Eventually they figured it would be a good idea to just show me how to do some of the cooking on my own. I remember it like yesterday; the first dish I prepared was spaghetti. It wasn’t a complicated batch of spaghetti, especially since the sauce was from a jar. I learned how to fry the ground beef, add the sauce, and boil the noodles. Regardless of how it came out, I was so thrilled with myself and extremely satisfied with my new skill. I probably made spaghetti at least once a week from that point moving forward for at least three to four years. In between my subsequent repeat attempts at making Italian food, I learned how to make other things like Chinese chicken and Mexican cuisine. When I got to college, I had a roommate that liked to cook with cannabis at the time.
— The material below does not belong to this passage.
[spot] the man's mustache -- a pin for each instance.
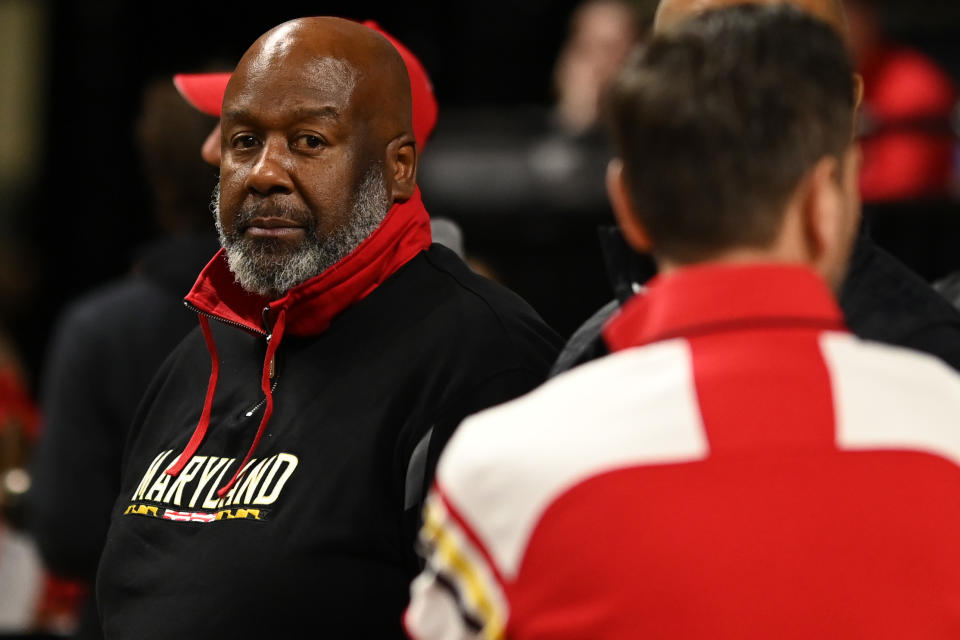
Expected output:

He would first make a batch of cannabutter by cooking ground cannabis flower buds in melted butter on low heat for several hours. After the cannabis was strained from the butter, he would let it cool in the refrigerator. At that point, you simply substitute cannabutter for regular butter in virtually any recipe you want. You just have to be careful to not cook the cannabutter at too high of a temperature or it will degrade the cannabinoids and terpenes inside. I still cook with cannabutter to this day utilizing the same techniques I learned from my college roommate.